Immokalee Workers Plan Major Push on Publix This Weekend
|Pressure mounts on Publix.|
Ramirez is a staff member of the Coalition of Immokalee Workers, founded in 1993 to organize on behalf of low-wage workers of mostly Latino, Indian, and Haitian descent. The coalition has spent much of the past decade successfully persuading major produce purchasers like Taco Bell, McDonald's, Burger King, and Whole Foods to pay an extra penny a pound for the millions of tomatoes they buy -- a tiny price hike that can make huge differences to the wages of farm workers.
|A 32-pound bucket earns workers 45 cents.|
Ramirez doesn't speak English, but the Juice spoke to him by phone yesterday with the help of a translator.
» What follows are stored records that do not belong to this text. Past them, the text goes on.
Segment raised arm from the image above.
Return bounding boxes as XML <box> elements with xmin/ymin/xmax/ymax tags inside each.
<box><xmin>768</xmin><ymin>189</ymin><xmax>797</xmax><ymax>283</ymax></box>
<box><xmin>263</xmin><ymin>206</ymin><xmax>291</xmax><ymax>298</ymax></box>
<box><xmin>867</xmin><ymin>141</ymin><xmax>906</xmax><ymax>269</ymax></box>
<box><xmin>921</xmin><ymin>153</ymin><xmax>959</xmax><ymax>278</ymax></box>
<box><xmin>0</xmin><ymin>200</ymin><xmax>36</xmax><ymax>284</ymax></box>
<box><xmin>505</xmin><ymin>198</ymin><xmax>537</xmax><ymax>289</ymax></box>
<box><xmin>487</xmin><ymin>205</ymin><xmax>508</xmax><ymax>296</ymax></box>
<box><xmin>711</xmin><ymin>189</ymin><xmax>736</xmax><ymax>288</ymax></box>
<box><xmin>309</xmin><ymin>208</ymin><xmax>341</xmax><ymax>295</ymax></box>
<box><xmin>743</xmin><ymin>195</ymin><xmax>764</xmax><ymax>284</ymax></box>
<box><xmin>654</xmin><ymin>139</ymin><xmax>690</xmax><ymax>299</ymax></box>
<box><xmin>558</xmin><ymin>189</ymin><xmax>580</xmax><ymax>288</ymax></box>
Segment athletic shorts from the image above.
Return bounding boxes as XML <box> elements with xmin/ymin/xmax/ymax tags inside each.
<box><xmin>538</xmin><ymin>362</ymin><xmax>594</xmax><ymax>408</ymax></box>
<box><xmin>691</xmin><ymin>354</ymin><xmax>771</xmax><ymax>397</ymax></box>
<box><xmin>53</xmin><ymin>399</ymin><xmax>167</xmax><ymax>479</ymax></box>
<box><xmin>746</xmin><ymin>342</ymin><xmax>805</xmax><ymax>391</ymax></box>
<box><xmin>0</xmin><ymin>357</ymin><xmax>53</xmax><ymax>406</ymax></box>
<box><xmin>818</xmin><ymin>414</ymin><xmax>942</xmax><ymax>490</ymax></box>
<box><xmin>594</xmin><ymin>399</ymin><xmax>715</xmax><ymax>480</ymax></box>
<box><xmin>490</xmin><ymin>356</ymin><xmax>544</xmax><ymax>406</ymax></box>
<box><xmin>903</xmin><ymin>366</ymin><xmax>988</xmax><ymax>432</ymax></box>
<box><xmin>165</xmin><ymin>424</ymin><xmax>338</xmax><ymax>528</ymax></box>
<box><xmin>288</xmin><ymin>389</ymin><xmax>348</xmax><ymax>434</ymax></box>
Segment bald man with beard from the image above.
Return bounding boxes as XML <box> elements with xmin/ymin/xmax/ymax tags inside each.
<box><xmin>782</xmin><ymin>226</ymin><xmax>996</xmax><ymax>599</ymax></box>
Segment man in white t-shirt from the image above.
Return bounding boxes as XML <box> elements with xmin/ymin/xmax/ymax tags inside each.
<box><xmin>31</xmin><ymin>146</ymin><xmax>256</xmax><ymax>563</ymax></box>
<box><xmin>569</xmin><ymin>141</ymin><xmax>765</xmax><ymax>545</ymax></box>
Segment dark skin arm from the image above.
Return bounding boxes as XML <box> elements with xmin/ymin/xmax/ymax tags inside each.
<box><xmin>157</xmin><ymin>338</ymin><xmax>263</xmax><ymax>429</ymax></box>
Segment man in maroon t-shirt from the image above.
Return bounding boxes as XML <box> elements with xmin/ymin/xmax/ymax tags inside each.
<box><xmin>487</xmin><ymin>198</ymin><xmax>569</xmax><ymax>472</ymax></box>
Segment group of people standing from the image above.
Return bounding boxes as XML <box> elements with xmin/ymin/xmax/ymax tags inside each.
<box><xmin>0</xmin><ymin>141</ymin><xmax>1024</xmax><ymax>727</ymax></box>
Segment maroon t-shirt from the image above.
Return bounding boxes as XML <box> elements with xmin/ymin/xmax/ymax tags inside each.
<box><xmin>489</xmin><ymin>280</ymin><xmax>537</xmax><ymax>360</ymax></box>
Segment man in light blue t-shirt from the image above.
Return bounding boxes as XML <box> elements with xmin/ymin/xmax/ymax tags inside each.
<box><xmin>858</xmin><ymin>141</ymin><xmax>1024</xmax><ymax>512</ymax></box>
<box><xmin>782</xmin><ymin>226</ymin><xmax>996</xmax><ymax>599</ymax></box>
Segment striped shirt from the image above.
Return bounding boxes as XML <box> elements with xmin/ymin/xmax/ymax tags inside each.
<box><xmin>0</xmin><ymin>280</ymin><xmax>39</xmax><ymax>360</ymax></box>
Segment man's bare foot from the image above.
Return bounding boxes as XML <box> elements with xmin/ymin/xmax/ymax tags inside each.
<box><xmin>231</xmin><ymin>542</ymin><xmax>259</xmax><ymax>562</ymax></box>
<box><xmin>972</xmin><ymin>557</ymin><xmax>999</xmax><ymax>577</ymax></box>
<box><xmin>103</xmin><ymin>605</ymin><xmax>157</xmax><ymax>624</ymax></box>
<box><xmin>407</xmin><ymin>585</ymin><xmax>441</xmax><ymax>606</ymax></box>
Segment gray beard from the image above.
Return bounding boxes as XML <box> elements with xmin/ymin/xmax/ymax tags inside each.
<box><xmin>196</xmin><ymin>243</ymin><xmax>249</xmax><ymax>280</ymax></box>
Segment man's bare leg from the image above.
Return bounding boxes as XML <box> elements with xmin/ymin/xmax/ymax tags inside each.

Beginning tomorrow, Ramirez says, hundreds of Florida farm workers and their supporters will begin a 15-mile march from Tampa to Plant City, and from there, the next day, on to Publix's headquarters in Lakeland. On Saturday, with local religious groups, CIW will hold a candlelight vigil, hoping to persuade Publix to come to the negotiating table.
"Conditions in the fields have been the same for years," Ramirez says. Tomato pickers earn 45 cents for each 32-pound bucket of tomatoes they pick. He's worked for many companies in Florida over the years, including Six L's, a large tomato producer that has been under CIW's microscope for inhumane treatment of workers, including slavery.
|Wages for pickers have remained stagnant.|
CIW staffer Julia Perkins told the Juice that the extra penny could either be absorbed by the company or passed on to consumers, whom she believes would be willing to pay a penny more to help ensure a living wage for tomato pickers. She notes that winter freezes increased tomato prices this season by up to 50 cents a pound and that shoppers didn't stop buying them. A one-penny hike, she says, would cost Publix less than they pay for a single ad campaign.
|CIW: Making shopping just a little more pleasurable.|
In other words, we're all in this together.